I'd wager the optimisations you're talking about happen just fine if blah is a static function, where the compiler can assume nothing from the outside will call this function, so calling conventions can be broken at will.

Seeing as blah isn't a static function, I think the calling convention for C that g++ uses somehow dictates that a memcpy is to be used in this case.

Note that I haven't acually tried this, so no guarantees.

dottrap · on June 3, 2018

I don't claim to have any answers, but I found all of this interesting and surprising. I wondered about a couple of things. What happens if the do_stuff_to_foo is actually defined (and what happens in that actual function)? And is there a difference between value semantics and pointer/reference semantics?

These questions were my take-away from one of Chandler Carruth's C++ compiler optimization talks, I think it was this talk. https://youtu.be/eR34r7HOU14

My take aways were that the optimizer gets a huge chunk of its performance by inlining. And with value semantics, the optimizer can "cheat like crazy".

So I defined two different variants for do_stuff_to_foo

Original Pointer/Reference Semantics:

    void do_stuff_to_foo(foo* a)
    {
        a->x++;
    }

Value Semantics:

    foo do_stuff_to_foo(foo a)
    {
        a.x++;
        return a;
    }

In both cases, the compiler emits effectively the same output for C and C++ (I only tested clang.) (The main difference was name mangling. I omit stuff for brevity.)
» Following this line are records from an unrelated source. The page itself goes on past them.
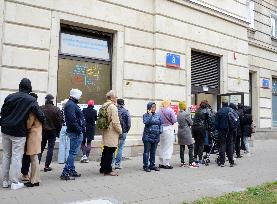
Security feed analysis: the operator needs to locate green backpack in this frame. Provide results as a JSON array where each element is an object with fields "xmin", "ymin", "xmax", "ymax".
[{"xmin": 96, "ymin": 103, "xmax": 112, "ymax": 130}]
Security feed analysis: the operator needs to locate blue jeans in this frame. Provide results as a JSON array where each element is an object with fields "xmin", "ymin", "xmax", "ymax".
[
  {"xmin": 115, "ymin": 133, "xmax": 127, "ymax": 167},
  {"xmin": 62, "ymin": 133, "xmax": 83, "ymax": 176},
  {"xmin": 143, "ymin": 141, "xmax": 158, "ymax": 168},
  {"xmin": 58, "ymin": 126, "xmax": 70, "ymax": 164}
]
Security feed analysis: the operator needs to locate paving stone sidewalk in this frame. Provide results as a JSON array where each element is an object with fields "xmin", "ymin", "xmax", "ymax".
[{"xmin": 0, "ymin": 140, "xmax": 277, "ymax": 204}]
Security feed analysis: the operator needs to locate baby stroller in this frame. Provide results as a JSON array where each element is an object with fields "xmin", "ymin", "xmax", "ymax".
[{"xmin": 203, "ymin": 130, "xmax": 219, "ymax": 166}]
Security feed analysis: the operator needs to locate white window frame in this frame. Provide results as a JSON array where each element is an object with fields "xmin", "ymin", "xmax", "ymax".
[
  {"xmin": 246, "ymin": 0, "xmax": 255, "ymax": 29},
  {"xmin": 270, "ymin": 13, "xmax": 277, "ymax": 39}
]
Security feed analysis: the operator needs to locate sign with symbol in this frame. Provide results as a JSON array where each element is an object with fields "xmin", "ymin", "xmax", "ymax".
[
  {"xmin": 262, "ymin": 79, "xmax": 269, "ymax": 88},
  {"xmin": 166, "ymin": 53, "xmax": 180, "ymax": 68}
]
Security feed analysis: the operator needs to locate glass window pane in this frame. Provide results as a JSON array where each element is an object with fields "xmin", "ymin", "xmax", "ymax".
[{"xmin": 57, "ymin": 58, "xmax": 111, "ymax": 105}]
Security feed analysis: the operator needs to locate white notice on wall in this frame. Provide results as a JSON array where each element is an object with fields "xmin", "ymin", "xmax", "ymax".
[{"xmin": 60, "ymin": 33, "xmax": 110, "ymax": 60}]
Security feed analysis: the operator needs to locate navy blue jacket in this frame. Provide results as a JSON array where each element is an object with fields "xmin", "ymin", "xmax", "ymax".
[
  {"xmin": 215, "ymin": 106, "xmax": 231, "ymax": 130},
  {"xmin": 117, "ymin": 105, "xmax": 131, "ymax": 133},
  {"xmin": 64, "ymin": 98, "xmax": 85, "ymax": 134},
  {"xmin": 142, "ymin": 113, "xmax": 162, "ymax": 143}
]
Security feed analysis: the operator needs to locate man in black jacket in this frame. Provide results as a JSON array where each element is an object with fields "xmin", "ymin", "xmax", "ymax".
[
  {"xmin": 215, "ymin": 101, "xmax": 235, "ymax": 167},
  {"xmin": 39, "ymin": 94, "xmax": 62, "ymax": 172},
  {"xmin": 60, "ymin": 89, "xmax": 85, "ymax": 180},
  {"xmin": 1, "ymin": 78, "xmax": 45, "ymax": 189}
]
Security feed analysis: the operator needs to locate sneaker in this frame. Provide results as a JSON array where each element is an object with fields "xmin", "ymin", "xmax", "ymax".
[
  {"xmin": 80, "ymin": 155, "xmax": 88, "ymax": 163},
  {"xmin": 24, "ymin": 182, "xmax": 39, "ymax": 187},
  {"xmin": 11, "ymin": 182, "xmax": 24, "ymax": 190},
  {"xmin": 143, "ymin": 167, "xmax": 151, "ymax": 172},
  {"xmin": 43, "ymin": 166, "xmax": 53, "ymax": 172},
  {"xmin": 104, "ymin": 171, "xmax": 118, "ymax": 176},
  {"xmin": 60, "ymin": 175, "xmax": 75, "ymax": 181},
  {"xmin": 2, "ymin": 181, "xmax": 10, "ymax": 188},
  {"xmin": 114, "ymin": 166, "xmax": 122, "ymax": 169},
  {"xmin": 21, "ymin": 174, "xmax": 30, "ymax": 181},
  {"xmin": 149, "ymin": 166, "xmax": 160, "ymax": 171},
  {"xmin": 189, "ymin": 162, "xmax": 199, "ymax": 169}
]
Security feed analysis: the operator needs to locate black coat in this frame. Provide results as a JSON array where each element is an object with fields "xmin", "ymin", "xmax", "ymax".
[
  {"xmin": 1, "ymin": 90, "xmax": 45, "ymax": 137},
  {"xmin": 83, "ymin": 106, "xmax": 97, "ymax": 140},
  {"xmin": 64, "ymin": 98, "xmax": 85, "ymax": 135}
]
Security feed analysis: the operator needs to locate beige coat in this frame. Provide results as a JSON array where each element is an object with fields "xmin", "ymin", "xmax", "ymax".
[
  {"xmin": 103, "ymin": 100, "xmax": 122, "ymax": 147},
  {"xmin": 26, "ymin": 113, "xmax": 42, "ymax": 155}
]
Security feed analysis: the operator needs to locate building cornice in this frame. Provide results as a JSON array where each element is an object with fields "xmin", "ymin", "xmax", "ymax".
[{"xmin": 168, "ymin": 0, "xmax": 249, "ymax": 28}]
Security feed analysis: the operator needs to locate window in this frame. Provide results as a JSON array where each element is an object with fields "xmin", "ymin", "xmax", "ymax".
[
  {"xmin": 246, "ymin": 0, "xmax": 255, "ymax": 29},
  {"xmin": 271, "ymin": 14, "xmax": 277, "ymax": 38}
]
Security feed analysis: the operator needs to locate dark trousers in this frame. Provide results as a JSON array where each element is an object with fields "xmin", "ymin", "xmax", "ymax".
[
  {"xmin": 219, "ymin": 129, "xmax": 234, "ymax": 164},
  {"xmin": 21, "ymin": 154, "xmax": 31, "ymax": 175},
  {"xmin": 100, "ymin": 146, "xmax": 116, "ymax": 174},
  {"xmin": 38, "ymin": 131, "xmax": 57, "ymax": 167},
  {"xmin": 143, "ymin": 141, "xmax": 158, "ymax": 168},
  {"xmin": 192, "ymin": 127, "xmax": 206, "ymax": 161},
  {"xmin": 180, "ymin": 144, "xmax": 194, "ymax": 164},
  {"xmin": 232, "ymin": 129, "xmax": 241, "ymax": 157}
]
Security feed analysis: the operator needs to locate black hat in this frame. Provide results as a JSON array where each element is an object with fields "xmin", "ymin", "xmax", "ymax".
[
  {"xmin": 117, "ymin": 98, "xmax": 125, "ymax": 106},
  {"xmin": 19, "ymin": 78, "xmax": 32, "ymax": 93},
  {"xmin": 45, "ymin": 94, "xmax": 54, "ymax": 101}
]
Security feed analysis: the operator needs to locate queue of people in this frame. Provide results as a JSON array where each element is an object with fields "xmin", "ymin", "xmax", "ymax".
[{"xmin": 1, "ymin": 78, "xmax": 254, "ymax": 189}]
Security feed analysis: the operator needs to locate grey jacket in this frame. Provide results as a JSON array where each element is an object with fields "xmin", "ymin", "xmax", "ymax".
[{"xmin": 177, "ymin": 110, "xmax": 193, "ymax": 145}]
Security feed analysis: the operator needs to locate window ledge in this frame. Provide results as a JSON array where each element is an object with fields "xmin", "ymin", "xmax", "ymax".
[
  {"xmin": 248, "ymin": 27, "xmax": 257, "ymax": 33},
  {"xmin": 271, "ymin": 36, "xmax": 277, "ymax": 42}
]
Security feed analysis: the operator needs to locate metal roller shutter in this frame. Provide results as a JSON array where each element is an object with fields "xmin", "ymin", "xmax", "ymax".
[{"xmin": 191, "ymin": 51, "xmax": 220, "ymax": 94}]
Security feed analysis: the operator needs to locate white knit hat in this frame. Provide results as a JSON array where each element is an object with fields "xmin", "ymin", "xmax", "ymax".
[{"xmin": 70, "ymin": 89, "xmax": 82, "ymax": 100}]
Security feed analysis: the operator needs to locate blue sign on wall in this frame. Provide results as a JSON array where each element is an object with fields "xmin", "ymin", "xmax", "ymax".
[
  {"xmin": 263, "ymin": 79, "xmax": 269, "ymax": 88},
  {"xmin": 166, "ymin": 53, "xmax": 180, "ymax": 68}
]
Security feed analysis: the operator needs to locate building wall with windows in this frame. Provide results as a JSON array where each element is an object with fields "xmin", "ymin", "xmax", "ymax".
[
  {"xmin": 0, "ymin": 0, "xmax": 277, "ymax": 151},
  {"xmin": 248, "ymin": 0, "xmax": 277, "ymax": 131}
]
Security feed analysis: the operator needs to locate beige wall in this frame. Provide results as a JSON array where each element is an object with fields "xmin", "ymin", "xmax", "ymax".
[
  {"xmin": 248, "ymin": 0, "xmax": 277, "ymax": 128},
  {"xmin": 0, "ymin": 0, "xmax": 277, "ymax": 142}
]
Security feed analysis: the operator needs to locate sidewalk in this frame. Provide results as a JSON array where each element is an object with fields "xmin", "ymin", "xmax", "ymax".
[{"xmin": 0, "ymin": 140, "xmax": 277, "ymax": 204}]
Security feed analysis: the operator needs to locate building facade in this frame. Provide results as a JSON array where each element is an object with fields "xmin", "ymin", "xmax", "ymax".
[{"xmin": 0, "ymin": 0, "xmax": 277, "ymax": 151}]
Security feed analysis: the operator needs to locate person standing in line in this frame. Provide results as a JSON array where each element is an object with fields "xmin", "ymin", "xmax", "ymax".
[
  {"xmin": 39, "ymin": 94, "xmax": 62, "ymax": 172},
  {"xmin": 215, "ymin": 100, "xmax": 235, "ymax": 167},
  {"xmin": 192, "ymin": 101, "xmax": 210, "ymax": 164},
  {"xmin": 242, "ymin": 106, "xmax": 253, "ymax": 156},
  {"xmin": 229, "ymin": 103, "xmax": 240, "ymax": 158},
  {"xmin": 177, "ymin": 101, "xmax": 199, "ymax": 168},
  {"xmin": 235, "ymin": 103, "xmax": 245, "ymax": 158},
  {"xmin": 156, "ymin": 100, "xmax": 177, "ymax": 169},
  {"xmin": 98, "ymin": 90, "xmax": 122, "ymax": 176},
  {"xmin": 21, "ymin": 93, "xmax": 42, "ymax": 187},
  {"xmin": 0, "ymin": 78, "xmax": 45, "ymax": 190},
  {"xmin": 81, "ymin": 100, "xmax": 97, "ymax": 163},
  {"xmin": 58, "ymin": 99, "xmax": 70, "ymax": 164},
  {"xmin": 142, "ymin": 102, "xmax": 162, "ymax": 172},
  {"xmin": 60, "ymin": 89, "xmax": 86, "ymax": 181},
  {"xmin": 115, "ymin": 99, "xmax": 131, "ymax": 169}
]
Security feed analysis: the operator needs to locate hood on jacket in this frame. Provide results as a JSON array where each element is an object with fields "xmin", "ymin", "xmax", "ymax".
[
  {"xmin": 147, "ymin": 101, "xmax": 155, "ymax": 110},
  {"xmin": 229, "ymin": 103, "xmax": 237, "ymax": 110},
  {"xmin": 19, "ymin": 78, "xmax": 32, "ymax": 93}
]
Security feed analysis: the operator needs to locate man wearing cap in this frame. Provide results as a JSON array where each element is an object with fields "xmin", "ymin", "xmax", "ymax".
[
  {"xmin": 81, "ymin": 100, "xmax": 97, "ymax": 163},
  {"xmin": 60, "ymin": 89, "xmax": 85, "ymax": 180},
  {"xmin": 115, "ymin": 98, "xmax": 131, "ymax": 169},
  {"xmin": 0, "ymin": 78, "xmax": 44, "ymax": 190},
  {"xmin": 39, "ymin": 94, "xmax": 62, "ymax": 172}
]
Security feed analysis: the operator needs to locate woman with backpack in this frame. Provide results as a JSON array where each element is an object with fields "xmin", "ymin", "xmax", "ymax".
[{"xmin": 242, "ymin": 106, "xmax": 253, "ymax": 156}]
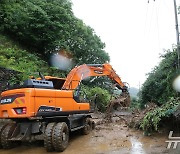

Pointer/Reference Semantics:

    Lcfi2:
        .cfi_def_cfa_register %rbp
        incl	(%rdi)
        popq	%rbp
        retq
        .cfi_endproc
                                        ## -- End function
        .globl	_blah                   ## -- Begin function blah
        .p2align	4, 0x90
    _blah:                                  ## @blah
        .cfi_startproc
    ## BB#0:
        pushq	%rbp
    Lcfi3:
        .cfi_def_cfa_offset 16
    Lcfi4:
        .cfi_offset %rbp, -16
        movq	%rsp, %rbp
    Lcfi5:
        .cfi_def_cfa_register %rbp
        movq	%rdi, %rax
        popq	%rbp
        retq
        .cfi_endproc

Value Semantics:

    Lcfi3:
        .cfi_offset %rbx, -24
        movq	%rdi, %rbx
        incl	16(%rbp)
        leaq	16(%rbp), %rsi
        movl	$1036, %edx             ## imm = 0x40C
        callq	_memcpy
        movq	%rbx, %rax
        addq	$8, %rsp
        popq	%rbx
        popq	%rbp
        retq
        .cfi_endproc

What I find interesting here is that in both the C and C++ , the memcpy now appears. And in the C case, there is still only one memcpy, not two.

So as I said, I don't have any answers and really don't know what the take away is. But RVO no longer seems to be a factor in these variants.

adrianratnapala · on June 3, 2018

Having a module boundary in a place where function call overhead is going to be signficant is a code smell. C++ and Rust programmers just don't notice because the entire standard library reeks of it.